Hoeffding’s measure of dependence, $D$, is a nonparametric measure of association that detects more general departures from independence. The statistic approximates a weighted sum over observations of chi-square statistics for two-by-two classification tables (Hoeffding, 1948). Each set of $(x,y)$ values are cut points for the classification. The formula for Hoeffding’s $D$ is

\[  D = 30 \,  \frac{(n-2)(n-3)D_1+D_2-2(n-2)D_3}{n(n-1)(n-2)(n-3)(n-4)}  \]

where $D_1 =\sum _ i (Q_ i-1)(Q_ i-2)$, $D_2 =\sum _ i (R_ i-1)(R_ i-2)(S_ i-1)(S_ i-2)$, and $D_3 =\sum _ i (R_ i-2)(S_ i-2)(Q_ i-1)$. $R_ i$ is the rank of $x_ i$, $S_ i$ is the rank of $y_ i$, and $Q_ i$ (also called the bivariate rank) is 1 plus the number of points with both $x$ and $y$ values less than the $i$th point.
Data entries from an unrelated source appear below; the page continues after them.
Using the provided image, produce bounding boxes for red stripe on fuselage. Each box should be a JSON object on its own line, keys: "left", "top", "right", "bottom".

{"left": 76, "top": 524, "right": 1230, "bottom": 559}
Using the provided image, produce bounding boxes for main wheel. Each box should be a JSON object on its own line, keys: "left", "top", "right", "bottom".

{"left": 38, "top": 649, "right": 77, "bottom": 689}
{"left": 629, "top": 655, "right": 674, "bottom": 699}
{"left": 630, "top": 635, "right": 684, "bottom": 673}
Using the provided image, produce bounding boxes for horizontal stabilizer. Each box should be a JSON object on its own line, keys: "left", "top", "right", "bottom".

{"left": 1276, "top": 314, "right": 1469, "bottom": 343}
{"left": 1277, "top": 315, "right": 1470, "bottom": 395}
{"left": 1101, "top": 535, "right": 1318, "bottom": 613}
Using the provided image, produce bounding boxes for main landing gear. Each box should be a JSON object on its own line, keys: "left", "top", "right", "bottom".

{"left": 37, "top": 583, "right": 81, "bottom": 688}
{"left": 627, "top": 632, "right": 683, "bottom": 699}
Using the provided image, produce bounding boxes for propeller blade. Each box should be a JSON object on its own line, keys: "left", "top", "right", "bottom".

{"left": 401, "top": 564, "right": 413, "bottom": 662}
A point that is tied on only the $x$ value or $y$ value contributes 1/2 to $Q_ i$ if the other value is less than the corresponding value for the $i$th point.
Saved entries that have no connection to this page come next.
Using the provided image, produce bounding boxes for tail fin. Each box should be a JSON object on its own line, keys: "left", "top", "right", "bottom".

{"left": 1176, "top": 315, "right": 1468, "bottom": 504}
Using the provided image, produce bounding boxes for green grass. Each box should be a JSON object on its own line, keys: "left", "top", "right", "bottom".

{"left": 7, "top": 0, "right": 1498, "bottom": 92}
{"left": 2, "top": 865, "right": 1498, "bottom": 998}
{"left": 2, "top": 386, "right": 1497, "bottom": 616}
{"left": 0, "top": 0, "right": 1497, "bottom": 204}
A point that is tied on both $x$ and $y$ contributes 1/4 to $Q_ i$. PROC CORR obtains the $Q_ i$ values by first ranking the data. The data are then double sorted by ranking observations according to values of the first variable and reranking the observations according to values of the second variable. Hoeffding’s $D$ statistic is computed using the number of interchanges of the first variable. When no ties occur among data set observations, the $D$ statistic values are between $-$0.5 and 1, with 1 indicating complete dependence. However, when ties occur, the $D$ statistic might result in a smaller value. That is, for a pair of variables with identical values, the Hoeffding’s $D$ statistic might be less than 1. With a large number of ties in a small data set, the $D$ statistic might be less than $-$0.5. For more information about Hoeffding’s $D$, see Hollander and Wolfe (1999).

Probability Values

The probability values for Hoeffding’s $D$ statistic are computed using the asymptotic distribution computed by Blum, Kiefer, and Rosenblatt (1961). The formula is

\[  \frac{(n-1)\pi ^{4}}{60}D + \frac{\pi ^4}{72}  \]

which comes from the asymptotic distribution. If the sample size is less than 10, refer to the tables for the distribution of $D$ in Hollander and Wolfe (1999).